Contact us:

Re: Payments for environmental services (PES) in theory and practice: Lessons learned and way forward

Andrew MacMillan Formerly FAO, Italy

Dear Friends,

While the idea of PES is at first sight conceptually attractive, It may simply provide an easy way out – a way of avoiding the inconvenient truth that most consumers of food are failing to pay for its full cost (the exception being those who support fair trade systems). In so doing, they are passing on to their children the costs of destroyed and polluted natural resources Felled forests, eroded and nutrient-depleted soils, depleted aquifers, reduced biodiversity etc) and of coping with accelerated climate change processes which are, to a large extent, being driven by the greenhouse gases emitted by the current systems of intensive crop and livestock production. Low food prices that fail to internalise these costs are usually justified on the grounds that, if  food prices rise, more people will be hungry – forgetting that, apart from causing environmental damage, low food prices encourage overconsumption and waste of food on a vast scale, and lead to appalling conditions of work for most people engaged in the food chain, especially small-scale farmers but also the people involved in harvesting, transport, processing and distribution.  And so, when people call for more investment in food production they should probably spend less effort in inventing various PES programmes but simply lend their weight to the idea that a gradual rise in food prices from consumer back to farm gate is a rather good thing from a food management perspective. It should include taxing the system at various levels to create mechanisms through which middle and high income consumers can start to foot the bill for the social and environmental damage that they are now creating and fund the shift to more sustainable systems.

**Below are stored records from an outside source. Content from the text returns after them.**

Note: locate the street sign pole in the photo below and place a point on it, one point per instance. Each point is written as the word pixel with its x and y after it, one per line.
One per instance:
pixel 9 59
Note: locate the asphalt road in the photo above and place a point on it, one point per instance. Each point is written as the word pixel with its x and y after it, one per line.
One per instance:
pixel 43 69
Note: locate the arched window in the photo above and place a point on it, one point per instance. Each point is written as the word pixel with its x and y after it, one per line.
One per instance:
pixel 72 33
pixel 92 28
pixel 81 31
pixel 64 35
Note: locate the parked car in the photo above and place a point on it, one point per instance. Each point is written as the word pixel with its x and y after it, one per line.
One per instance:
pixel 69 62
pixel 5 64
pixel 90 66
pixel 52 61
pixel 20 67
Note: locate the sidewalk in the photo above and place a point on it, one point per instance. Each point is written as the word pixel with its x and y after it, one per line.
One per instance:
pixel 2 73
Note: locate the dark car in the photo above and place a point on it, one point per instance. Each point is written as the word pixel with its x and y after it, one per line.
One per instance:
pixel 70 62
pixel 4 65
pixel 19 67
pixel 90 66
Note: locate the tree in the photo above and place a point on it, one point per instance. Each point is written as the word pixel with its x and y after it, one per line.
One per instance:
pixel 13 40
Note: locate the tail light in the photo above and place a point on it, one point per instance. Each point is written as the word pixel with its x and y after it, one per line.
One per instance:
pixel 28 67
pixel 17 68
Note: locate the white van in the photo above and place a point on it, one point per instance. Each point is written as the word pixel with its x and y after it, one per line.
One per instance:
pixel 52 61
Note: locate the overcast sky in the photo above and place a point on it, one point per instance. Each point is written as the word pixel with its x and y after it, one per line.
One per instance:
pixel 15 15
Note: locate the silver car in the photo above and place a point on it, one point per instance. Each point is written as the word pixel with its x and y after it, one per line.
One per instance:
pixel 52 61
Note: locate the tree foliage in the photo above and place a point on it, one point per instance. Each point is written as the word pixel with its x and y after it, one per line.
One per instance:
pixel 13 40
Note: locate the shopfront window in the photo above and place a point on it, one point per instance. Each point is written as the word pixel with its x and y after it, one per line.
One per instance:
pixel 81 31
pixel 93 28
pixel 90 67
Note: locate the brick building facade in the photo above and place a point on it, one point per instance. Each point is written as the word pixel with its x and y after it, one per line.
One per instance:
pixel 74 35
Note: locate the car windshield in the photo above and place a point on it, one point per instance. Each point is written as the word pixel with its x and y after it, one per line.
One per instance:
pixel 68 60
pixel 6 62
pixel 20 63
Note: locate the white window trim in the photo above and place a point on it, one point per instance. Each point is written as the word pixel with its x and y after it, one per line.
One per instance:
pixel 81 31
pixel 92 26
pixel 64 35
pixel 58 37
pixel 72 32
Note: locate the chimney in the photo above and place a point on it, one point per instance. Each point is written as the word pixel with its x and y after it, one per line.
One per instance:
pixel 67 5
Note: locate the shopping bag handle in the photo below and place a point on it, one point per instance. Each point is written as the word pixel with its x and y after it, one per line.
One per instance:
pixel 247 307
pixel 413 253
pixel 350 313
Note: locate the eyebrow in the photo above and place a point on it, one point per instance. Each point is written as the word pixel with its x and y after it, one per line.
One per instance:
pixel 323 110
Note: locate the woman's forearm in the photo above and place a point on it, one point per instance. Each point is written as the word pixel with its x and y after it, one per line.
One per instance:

An essential corollary for such a fundamental policy shift is the putting in place of social protection programmes, with transfer amounts indexed to local food prices, that enable all low income families to meet their essential food needs. It is far cheaper to do this that effectively subsidise the costs of food for all consumers by turning a blind eye to the negative externalities induced by conventional policies.

To some extent the rise in international food prices that has happened in the last 3-4 years has begun to address the problems caused by long-term low prices, but its effect on investment in expanding production has been muted by the undermining of confidence caused by speculation-driven price volatility. But rising prices alone, unless accompanied by policies to  protect food consumption by the poor and to support the shift to more socially and environmentally sustainable production and consumption systems, will do little to improve global food management systems – and could even exacerbate the fundamental problems that, if harnessed sensibly, they could resolve.